Afrika Kıtası'nın geçmişte uluslararası politikadaki önemi sahip olduğu yer altı ve yer üstü kaynakları, jeopolitik ve stratejik konumu itibarıyla başta Batılı güçler olmak üzere tüm dünyanın ilgisini çekerek emperyal güçler arasında bir paylaşım mücadelesine neden olmuştur. Afrika’nın Süveyş Kanalı, Cebelitarık Boğazı, Ümit Burnu, Aden Körfezi gibi önemli su yollarına ve bağlantı noktalarına sahip olması bir taraftan kıtanın stratejik önemini artırırken petrol bakımından zengin körfez ülkelerin yakınında olması ve önemli ticaret yollarına ev sahipliği yapması kara kıtayı dünya sahnesinde önemli bir bölge hâline getirmiştir.

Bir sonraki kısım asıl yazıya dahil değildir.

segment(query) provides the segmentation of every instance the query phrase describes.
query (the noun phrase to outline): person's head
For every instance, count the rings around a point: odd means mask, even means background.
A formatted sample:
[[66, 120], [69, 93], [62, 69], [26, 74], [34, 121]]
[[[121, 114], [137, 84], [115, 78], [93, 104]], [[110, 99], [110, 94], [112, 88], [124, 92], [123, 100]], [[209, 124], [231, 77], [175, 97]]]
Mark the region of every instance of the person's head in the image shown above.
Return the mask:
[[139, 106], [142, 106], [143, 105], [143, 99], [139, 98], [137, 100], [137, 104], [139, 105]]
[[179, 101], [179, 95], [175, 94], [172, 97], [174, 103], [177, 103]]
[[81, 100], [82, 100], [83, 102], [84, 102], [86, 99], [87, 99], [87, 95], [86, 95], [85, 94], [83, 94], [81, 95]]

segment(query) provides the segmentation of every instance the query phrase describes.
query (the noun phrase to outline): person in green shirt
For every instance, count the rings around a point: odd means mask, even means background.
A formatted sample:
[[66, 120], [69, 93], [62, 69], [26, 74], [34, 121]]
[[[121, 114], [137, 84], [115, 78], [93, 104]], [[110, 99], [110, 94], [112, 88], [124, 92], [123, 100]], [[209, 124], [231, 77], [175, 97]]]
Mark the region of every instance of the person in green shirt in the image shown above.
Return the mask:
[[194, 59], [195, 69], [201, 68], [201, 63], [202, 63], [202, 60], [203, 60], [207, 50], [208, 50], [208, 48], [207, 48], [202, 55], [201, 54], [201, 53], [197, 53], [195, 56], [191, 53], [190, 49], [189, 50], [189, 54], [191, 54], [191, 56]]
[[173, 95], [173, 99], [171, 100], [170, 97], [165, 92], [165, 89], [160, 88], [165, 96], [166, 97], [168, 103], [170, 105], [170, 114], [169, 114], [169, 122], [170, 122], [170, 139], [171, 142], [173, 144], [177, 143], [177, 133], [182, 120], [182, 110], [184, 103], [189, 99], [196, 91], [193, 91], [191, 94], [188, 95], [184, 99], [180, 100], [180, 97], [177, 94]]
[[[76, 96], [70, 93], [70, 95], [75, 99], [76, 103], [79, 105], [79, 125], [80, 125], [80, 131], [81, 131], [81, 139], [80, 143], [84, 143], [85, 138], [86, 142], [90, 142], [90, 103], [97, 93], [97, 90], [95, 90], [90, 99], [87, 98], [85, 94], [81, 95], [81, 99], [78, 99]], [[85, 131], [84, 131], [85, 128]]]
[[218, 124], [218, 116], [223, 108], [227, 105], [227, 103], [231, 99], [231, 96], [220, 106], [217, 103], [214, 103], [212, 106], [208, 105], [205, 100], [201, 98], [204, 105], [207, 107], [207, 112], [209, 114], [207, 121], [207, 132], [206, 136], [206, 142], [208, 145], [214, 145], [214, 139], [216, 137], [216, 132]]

Kavram olarak sömürge Avrupa’da koloni anlamında kullanılıyor olsa da esas itibarıyla bu kavramlar birbirinden farklıdırlar. Çünkü sömürge bir toprak parçasını ifade ederken koloni ise o toprak parçasına yerleştirilmiş göçmen topluluklarından oluşan halk kitlesini ifade etmektedir. Bir başka deyişle kolonileşme, bir ülkenin vatandaşlarının kendi ana vatanları dışında başka bir bölgeye yerleşmeleri ve bu yerde bir idari teşkilat kurmaları anlamına gelmektedir. Bu bağlamda sömürge, sömürgeci devlete ait olmak üzere başka bir devlette yerleşilen yer veya bölge demektir. Sömürgeciliğin ise bilindiği üzere yeni bölgeler veya topraklar elde etmek amacıyla yapılan sömürgeci yayılma faaliyeti anlamında kullanıldığını söylemek mümkündür. Bir başka deyişle bir ülkenin sınırları dışında uzak veya yakın bir bölgede egemenlik tesis ettiği, o bölgede kendi kurallarını uygulatmaya çalıştığı, ekonomik olarak o bölgeden yararlandığı ve siyasi olarak da etkinliğini oluşturmaya çalıştığı alan sömürge bölgesine karşılık gelmektedir. Bu noktada sömürgecilik güç kullanarak büyük devletlerin kendi ana vatanları dışındaki uzak bölgelerde egemenlik tesis ederek bu bölgeleri kendi sınırlarının bir uzantısı olarak görmesi ve bu yerlerde bir idari teşkilat kurmalarıdır.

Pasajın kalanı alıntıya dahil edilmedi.